JP Auclair Street Segment (from All.I.Can.)Sherpas Cinema on Vimeo.
I watched this video this morning and was moved, moved to find ways to make the most of it. Here is this guy skiing down hill, which is nothing spectacular, but he's not skiing down a frosted slope lined with pines, hearing only the sound of his own skis swishing through the snow. He's going down hill in a town dreary from a long winter, surrounded by houses and cars, hearing barking dogs and the noises of small-town traffic.
I'm imagining his peripheral vision as a wash of color painted with a wet brush—he sees the smear of grungy snow and ice piled high along the road, carved into at crosswalks and side streets. It's interrupted by leftover Christmas decorations, stop signs, clothes on the line. Under a sky the color of dishwater, he dodges a threatening snowball, maneuvers down steps and over parked cars.
He finally gets to the bottom and unclamps his skis, and then he boards a bus headed back uphill, to do it all over again. It's going to be great, even better the second time.

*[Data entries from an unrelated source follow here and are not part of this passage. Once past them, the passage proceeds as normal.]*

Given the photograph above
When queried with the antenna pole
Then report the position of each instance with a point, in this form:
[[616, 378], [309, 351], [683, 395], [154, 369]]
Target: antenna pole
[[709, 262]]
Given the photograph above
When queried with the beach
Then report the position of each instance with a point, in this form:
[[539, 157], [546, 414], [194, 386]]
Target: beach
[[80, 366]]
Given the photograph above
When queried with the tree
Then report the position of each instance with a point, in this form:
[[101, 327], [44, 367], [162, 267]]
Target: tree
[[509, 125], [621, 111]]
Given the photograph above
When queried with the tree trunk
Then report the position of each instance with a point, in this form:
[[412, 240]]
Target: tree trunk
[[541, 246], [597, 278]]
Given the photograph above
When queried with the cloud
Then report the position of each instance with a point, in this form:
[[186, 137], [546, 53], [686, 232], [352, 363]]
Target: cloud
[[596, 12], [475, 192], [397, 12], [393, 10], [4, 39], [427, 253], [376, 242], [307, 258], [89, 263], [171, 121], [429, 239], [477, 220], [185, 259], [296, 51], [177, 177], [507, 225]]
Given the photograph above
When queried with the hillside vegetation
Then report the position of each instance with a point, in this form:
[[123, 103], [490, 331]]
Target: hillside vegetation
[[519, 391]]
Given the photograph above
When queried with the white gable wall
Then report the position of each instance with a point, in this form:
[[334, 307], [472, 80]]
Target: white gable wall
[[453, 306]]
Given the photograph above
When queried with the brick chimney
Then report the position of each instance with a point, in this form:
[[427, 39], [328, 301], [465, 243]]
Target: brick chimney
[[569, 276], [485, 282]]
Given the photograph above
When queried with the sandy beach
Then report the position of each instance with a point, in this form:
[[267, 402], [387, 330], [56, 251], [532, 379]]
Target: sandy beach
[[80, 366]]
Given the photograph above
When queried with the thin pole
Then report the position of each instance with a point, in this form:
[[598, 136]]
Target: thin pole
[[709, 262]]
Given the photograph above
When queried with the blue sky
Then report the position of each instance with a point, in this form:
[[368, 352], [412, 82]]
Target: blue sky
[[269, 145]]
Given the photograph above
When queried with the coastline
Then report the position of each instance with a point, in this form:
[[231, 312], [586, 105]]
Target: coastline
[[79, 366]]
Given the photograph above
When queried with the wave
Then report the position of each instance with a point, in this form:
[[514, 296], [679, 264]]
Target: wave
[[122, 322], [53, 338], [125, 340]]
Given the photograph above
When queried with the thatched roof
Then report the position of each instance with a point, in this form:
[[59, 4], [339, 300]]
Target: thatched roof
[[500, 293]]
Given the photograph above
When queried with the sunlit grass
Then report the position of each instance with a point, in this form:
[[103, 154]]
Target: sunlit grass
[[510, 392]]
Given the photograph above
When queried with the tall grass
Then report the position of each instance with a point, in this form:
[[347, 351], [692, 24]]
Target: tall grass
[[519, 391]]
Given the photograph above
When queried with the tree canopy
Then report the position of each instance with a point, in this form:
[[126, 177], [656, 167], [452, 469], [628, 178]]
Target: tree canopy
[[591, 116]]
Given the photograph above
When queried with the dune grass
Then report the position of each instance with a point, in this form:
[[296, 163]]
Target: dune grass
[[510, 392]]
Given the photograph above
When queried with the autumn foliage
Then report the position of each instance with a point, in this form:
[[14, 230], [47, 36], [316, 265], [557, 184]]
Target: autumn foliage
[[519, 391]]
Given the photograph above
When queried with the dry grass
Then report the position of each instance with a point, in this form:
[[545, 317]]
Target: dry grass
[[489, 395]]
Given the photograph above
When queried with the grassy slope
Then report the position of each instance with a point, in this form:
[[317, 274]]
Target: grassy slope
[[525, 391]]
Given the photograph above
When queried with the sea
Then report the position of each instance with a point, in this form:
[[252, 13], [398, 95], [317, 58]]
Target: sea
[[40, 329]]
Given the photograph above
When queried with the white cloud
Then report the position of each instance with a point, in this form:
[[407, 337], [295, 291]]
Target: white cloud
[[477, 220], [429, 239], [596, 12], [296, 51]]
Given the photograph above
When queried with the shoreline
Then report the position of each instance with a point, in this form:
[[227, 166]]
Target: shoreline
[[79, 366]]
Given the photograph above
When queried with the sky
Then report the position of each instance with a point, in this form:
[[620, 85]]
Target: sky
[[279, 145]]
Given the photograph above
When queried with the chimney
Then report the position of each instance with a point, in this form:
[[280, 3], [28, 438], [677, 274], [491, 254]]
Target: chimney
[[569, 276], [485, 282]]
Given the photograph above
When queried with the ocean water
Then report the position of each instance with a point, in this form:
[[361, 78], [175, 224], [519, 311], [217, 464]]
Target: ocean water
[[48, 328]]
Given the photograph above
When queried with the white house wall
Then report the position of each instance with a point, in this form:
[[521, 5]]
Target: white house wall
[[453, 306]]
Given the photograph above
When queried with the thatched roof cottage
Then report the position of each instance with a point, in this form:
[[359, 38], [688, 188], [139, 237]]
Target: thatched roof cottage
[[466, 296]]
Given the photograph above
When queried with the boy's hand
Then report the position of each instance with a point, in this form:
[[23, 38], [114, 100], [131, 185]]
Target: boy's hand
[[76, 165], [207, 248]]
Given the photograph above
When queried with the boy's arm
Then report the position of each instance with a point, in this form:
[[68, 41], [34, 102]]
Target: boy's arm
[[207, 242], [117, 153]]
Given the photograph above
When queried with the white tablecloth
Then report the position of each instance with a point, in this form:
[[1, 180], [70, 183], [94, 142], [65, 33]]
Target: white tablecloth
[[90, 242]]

I know this video clip is part of a feature-length film about climate change—I've read the description and would like to see the full version. But for the moment, this clip represents something else to me. It represents an approach to the day-to-day. It represents determination and one of my favorite characteristics humans possess, a need and an ability to take something seemingly unpleasant and turn it into something palatable.
In 2012, we're all going to find ourselves in some unpleasant, or at least not preferable, situations. You know we are. The trick is going to be turning those situations into something palatable, or even better, something preferable. I'll choose that. I'll choose it so much that I'll get on the Up Hill bus to go back to the top and do it all over again.
Happy New Year, Blogville and all those who stop by looking for Trail bologna or a recipe for Johnny Marzetti or information about Romania and find me instead. Let's make the best of it.
Comments
You do realise that when it next snows you're going to have to get some skis and head out there with Baxter to make your own version of the movie (even if you just hitch him up like a huskie and get him to tow you into town - I know you've done dog-sledding so you've got no excuses … hee hee).